Ok, so you went through part 1 of technical analysis in forex trading and saw how support and resistance levels can help you determine a good moment to buy or sell.
However, we have not answered some of our initial questions:
Which currency pair should I buy? Or
Should I buy or sell this pair?
We cannot answer these questions with technical analysis.
Wait, but I thought forex technical analysis was the holy grail of currency trading.
I’ve heard of so many trading systems and tools such as moving averages, momentum, Bollinger bands, Fibonacci ratios, and… this, and that, and so on… and so forth…
If you want to make money trading forex, we first have to recognize the limitations of technical analysis.
Let’s step back for a moment, who are the traders who make a ton of money?
Is it Sam, a retail trader working from his home? Maybe.
What about John, a senior trader at a top bank in Wall Street? Hmmm. John has a salary, and benefits.
If you were the owner of the bank and you paid John $300,000 a year, how much would John have to make trading?
Clearly, John has to make more (in practice substantially more) than his pay over the years if he wants to keep his job long term.
Moreover, these banks are top dogs for a reason. They are extremely competitive, so they gravitate towards best trading practices.
I understand, but what are those best trading practices?
Professional traders place much more importance on forex trading fundamentals than technical analysis. Because that’s what works (they still use technical analysis it’s just less important).
I don’t believe you.
Why then are so many people into technicals?
Because they are easy
After all. Why bother learning about economic indicators and Central banks or trying to decipher the market’s fundamental forces each and every time I’ll do a trade, when I can just use a system I saw in a forum?
When you use a trading system based solely on technical indicators, you just wait for the price to hit a threshold and behold! You buy or sell the pair.
No need to think.
And if the trade goes wrong, it’s the system’s fault.

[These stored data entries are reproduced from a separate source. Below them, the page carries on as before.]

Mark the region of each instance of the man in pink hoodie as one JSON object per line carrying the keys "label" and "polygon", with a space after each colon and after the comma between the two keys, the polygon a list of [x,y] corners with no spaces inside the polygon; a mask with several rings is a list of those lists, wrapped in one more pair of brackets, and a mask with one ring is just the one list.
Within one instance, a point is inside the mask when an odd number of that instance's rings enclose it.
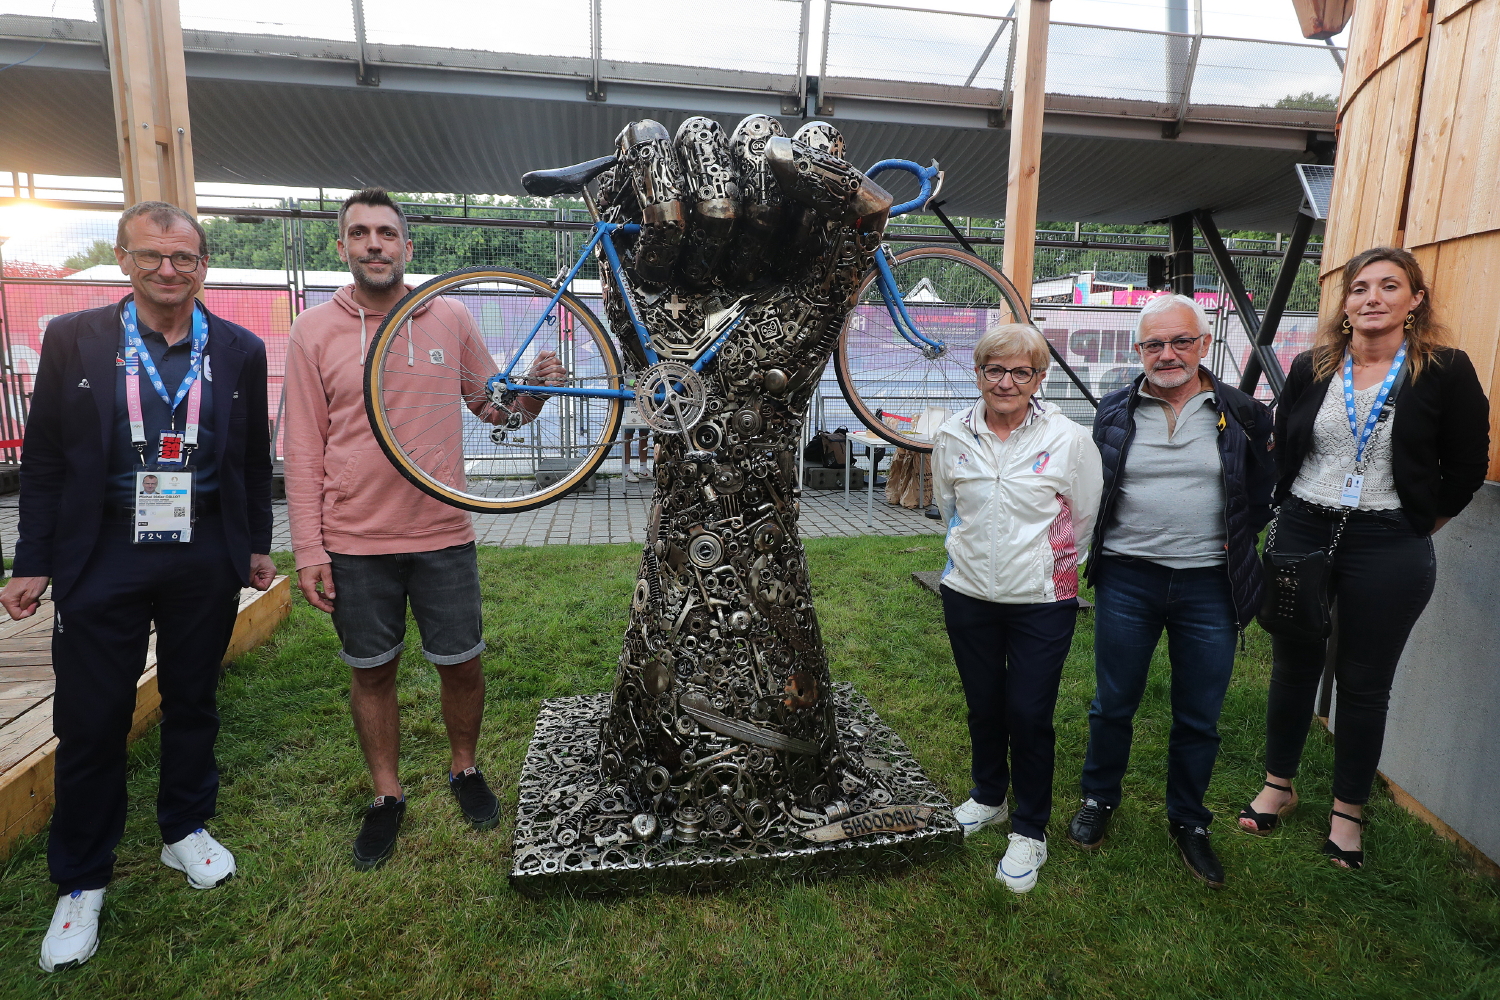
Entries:
{"label": "man in pink hoodie", "polygon": [[[368,869],[391,855],[406,812],[397,777],[396,669],[408,600],[422,653],[442,684],[452,751],[449,788],[477,829],[499,822],[500,804],[474,760],[484,714],[484,639],[473,524],[467,511],[407,482],[381,452],[365,416],[366,350],[386,314],[410,291],[403,282],[412,257],[406,217],[379,188],[359,191],[339,209],[338,251],[353,283],[292,324],[283,390],[286,493],[298,585],[308,603],[333,615],[343,645],[339,657],[353,668],[350,709],[375,787],[354,841],[354,863]],[[431,352],[436,369],[413,377],[462,382],[443,394],[451,412],[424,430],[454,439],[438,446],[447,445],[444,450],[457,459],[453,474],[461,477],[463,415],[451,403],[462,393],[480,419],[504,420],[508,414],[485,398],[483,375],[470,374],[499,369],[461,306],[440,300],[412,323],[425,340],[441,345]],[[445,365],[444,356],[461,360]],[[555,385],[565,372],[549,351],[536,359],[530,375]],[[518,405],[535,416],[542,404],[527,398]]]}

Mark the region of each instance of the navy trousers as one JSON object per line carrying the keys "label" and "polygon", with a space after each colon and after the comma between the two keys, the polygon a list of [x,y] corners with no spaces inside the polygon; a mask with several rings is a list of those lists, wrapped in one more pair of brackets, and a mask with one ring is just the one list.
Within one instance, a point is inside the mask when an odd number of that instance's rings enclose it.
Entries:
{"label": "navy trousers", "polygon": [[47,864],[59,895],[102,889],[114,872],[125,833],[125,741],[153,621],[162,842],[202,826],[219,794],[215,690],[240,591],[219,517],[200,517],[184,545],[135,545],[129,530],[103,525],[83,575],[55,608],[57,806]]}
{"label": "navy trousers", "polygon": [[996,604],[940,590],[953,662],[969,704],[969,796],[982,805],[1003,805],[1007,786],[1014,785],[1011,829],[1046,840],[1057,744],[1052,712],[1078,601]]}
{"label": "navy trousers", "polygon": [[1083,794],[1118,806],[1130,763],[1135,710],[1162,630],[1172,661],[1167,743],[1167,818],[1208,826],[1203,804],[1219,756],[1219,711],[1234,672],[1239,629],[1222,566],[1170,569],[1144,559],[1097,556],[1094,567],[1094,703]]}

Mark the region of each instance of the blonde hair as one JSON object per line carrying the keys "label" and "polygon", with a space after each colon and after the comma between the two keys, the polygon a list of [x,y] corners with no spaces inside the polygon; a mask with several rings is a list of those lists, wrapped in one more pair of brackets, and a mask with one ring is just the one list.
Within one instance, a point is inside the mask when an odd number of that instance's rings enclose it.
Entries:
{"label": "blonde hair", "polygon": [[974,345],[974,367],[978,368],[992,357],[1007,358],[1023,354],[1031,367],[1046,371],[1052,355],[1047,350],[1047,339],[1034,326],[1022,323],[1001,323],[990,327]]}
{"label": "blonde hair", "polygon": [[1318,329],[1318,339],[1313,344],[1313,377],[1319,381],[1333,378],[1344,363],[1344,352],[1352,350],[1354,331],[1344,323],[1344,303],[1349,299],[1349,286],[1359,272],[1377,264],[1390,261],[1406,273],[1406,281],[1413,292],[1422,292],[1422,301],[1411,311],[1411,326],[1406,330],[1406,364],[1413,382],[1422,374],[1422,369],[1432,363],[1433,353],[1448,342],[1448,328],[1438,322],[1433,312],[1432,289],[1422,276],[1422,265],[1409,251],[1399,247],[1371,247],[1355,254],[1344,265],[1339,275],[1339,308],[1328,322]]}

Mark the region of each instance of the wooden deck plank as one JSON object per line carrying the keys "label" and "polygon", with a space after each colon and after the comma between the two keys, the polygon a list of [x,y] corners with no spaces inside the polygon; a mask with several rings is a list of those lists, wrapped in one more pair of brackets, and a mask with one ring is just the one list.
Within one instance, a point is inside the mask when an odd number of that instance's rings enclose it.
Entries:
{"label": "wooden deck plank", "polygon": [[[270,590],[246,589],[224,662],[264,642],[291,611],[291,579],[278,577]],[[0,625],[0,858],[18,837],[46,826],[52,815],[53,757],[51,664],[52,604],[37,614]],[[11,659],[25,663],[8,663]],[[40,661],[40,662],[32,662]],[[147,646],[146,669],[136,682],[130,730],[135,739],[161,716],[156,686],[156,636]]]}

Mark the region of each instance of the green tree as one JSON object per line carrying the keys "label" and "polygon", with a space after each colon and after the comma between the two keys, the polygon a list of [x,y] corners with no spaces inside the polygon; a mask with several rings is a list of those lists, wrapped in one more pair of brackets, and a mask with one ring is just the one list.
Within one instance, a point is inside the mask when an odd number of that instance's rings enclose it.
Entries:
{"label": "green tree", "polygon": [[1339,99],[1336,94],[1314,94],[1310,90],[1304,90],[1300,94],[1288,94],[1275,104],[1269,105],[1273,108],[1293,108],[1298,111],[1337,111],[1338,106]]}
{"label": "green tree", "polygon": [[75,271],[82,271],[93,267],[95,264],[113,264],[115,262],[114,244],[109,240],[95,240],[94,245],[83,253],[75,253],[63,261],[63,267],[71,267]]}

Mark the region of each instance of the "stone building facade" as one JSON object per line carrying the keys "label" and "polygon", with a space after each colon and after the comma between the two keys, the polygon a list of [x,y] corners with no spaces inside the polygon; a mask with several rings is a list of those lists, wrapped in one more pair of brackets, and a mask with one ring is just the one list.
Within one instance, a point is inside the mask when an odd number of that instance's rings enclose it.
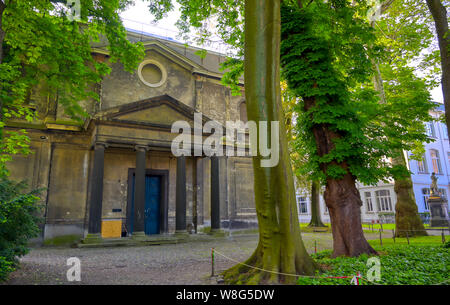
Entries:
{"label": "stone building facade", "polygon": [[[9,168],[13,179],[45,188],[42,238],[186,232],[195,222],[216,229],[256,224],[250,157],[171,152],[175,121],[192,124],[195,113],[224,126],[246,120],[244,95],[232,96],[220,83],[225,56],[201,58],[175,41],[128,35],[144,43],[145,58],[134,73],[111,64],[96,88],[100,102],[81,103],[90,114],[84,124],[39,95],[32,103],[36,121],[8,124],[26,128],[31,139],[33,153],[16,156]],[[92,52],[108,60],[101,43]]]}

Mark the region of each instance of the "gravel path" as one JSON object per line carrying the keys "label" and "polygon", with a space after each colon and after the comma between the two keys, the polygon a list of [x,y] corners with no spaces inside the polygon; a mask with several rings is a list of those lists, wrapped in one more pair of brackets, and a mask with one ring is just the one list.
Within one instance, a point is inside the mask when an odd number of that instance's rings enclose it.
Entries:
{"label": "gravel path", "polygon": [[[308,252],[332,247],[331,234],[302,233]],[[378,238],[378,234],[367,234]],[[256,248],[257,235],[218,238],[173,245],[118,248],[35,248],[21,259],[21,267],[6,284],[215,284],[211,275],[211,248],[244,261]],[[81,282],[68,282],[67,259],[81,261]],[[215,256],[216,270],[234,262]]]}

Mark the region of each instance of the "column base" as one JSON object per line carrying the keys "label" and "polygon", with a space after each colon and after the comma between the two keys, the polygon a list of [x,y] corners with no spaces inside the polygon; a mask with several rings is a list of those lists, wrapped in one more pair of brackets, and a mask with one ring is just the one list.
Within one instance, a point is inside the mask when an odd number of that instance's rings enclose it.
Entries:
{"label": "column base", "polygon": [[88,235],[81,240],[83,244],[98,244],[103,242],[102,235],[100,233],[88,233]]}
{"label": "column base", "polygon": [[175,235],[184,236],[184,235],[189,235],[189,233],[187,230],[175,230]]}
{"label": "column base", "polygon": [[217,237],[224,237],[228,234],[228,232],[225,232],[222,229],[211,229],[211,231],[208,234]]}
{"label": "column base", "polygon": [[141,232],[133,232],[133,234],[131,235],[131,239],[136,239],[136,240],[146,240],[147,239],[147,235],[145,235],[144,231]]}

I can just tweak it a little and it will work next time.
If it doesn’t, I can just find a different system and try again.
Another reason it’s deceivingly easy to settle for a purely technical strategy is the opportunity to back test a system.
The way it works is you find or develop a cool trading system based on several technical tools.
Say, if a short term moving average crosses a longer term moving average, you have a signal to enter the trade.
Then you check whether it would have made you money last month.
Turns out that if you had used this system then, you would have made a lot of money trading forex.
You also test other time periods and get similar results. By now, you feel very confident. You start trading and lose your position.
What happened? Why do people lose money this way? Prices do not behave the same way.
Ask yourself: is this market the same it was in the period I back tested the system?
Chances are, fundamentals have changed, or perhaps, the market is in a period of high volatility. If you neglected fundamental analysis, you will have no idea.
Do you want to be the guy who has no idea of what’s going on?
Lastly, it is much easier for opportunistic sellers to make up new technical indicators (there is probably an infinite amount of possibilities).
Thus, you see new things popping up every time. Coupled with people’s desire for easy, you get a good business from selling these systems (or writing books on them).
Now, I don’t want you to leave thinking that technical analysis is garbage.
There is a place for it in almost every trading strategy. So what is the best use of technicals?
Let’s say you think the EUR/USD will continue to go down.
You researched the pair’s fundamentals and you are certain that both the FED and the ECB will continue to use divergent monetary policies.
Naturally, you decide to go with the downward trend and sell the pair.
You get your EUR/USD chart and fair enough. For the past few days the price has fallen. But there are some momentary increases.
This is where technical analysis will aid you. You want to sell. But you would prefer to enter the trade at a time in which the price is relatively high (in one of those short term upward moves).
Why? Because you know that long term, the price will continue to move down. But at any one moment it could move back up.
So you can capture one of those moments to increase your profits and set a better stop order.
You could draw support and resistance levels and wait for the price to get close to the latest resistance level.
You know from part 1, that the price is more likely to fall from a resistance level.
This time, however, you did some fundamental analysis and also know, that market forces will drive the price down.
Hence, you are more likely to be right about this trade.
And thanks to a few technical analysis tools, you might just make some money trading forex.
That’s what we have for technical analysis.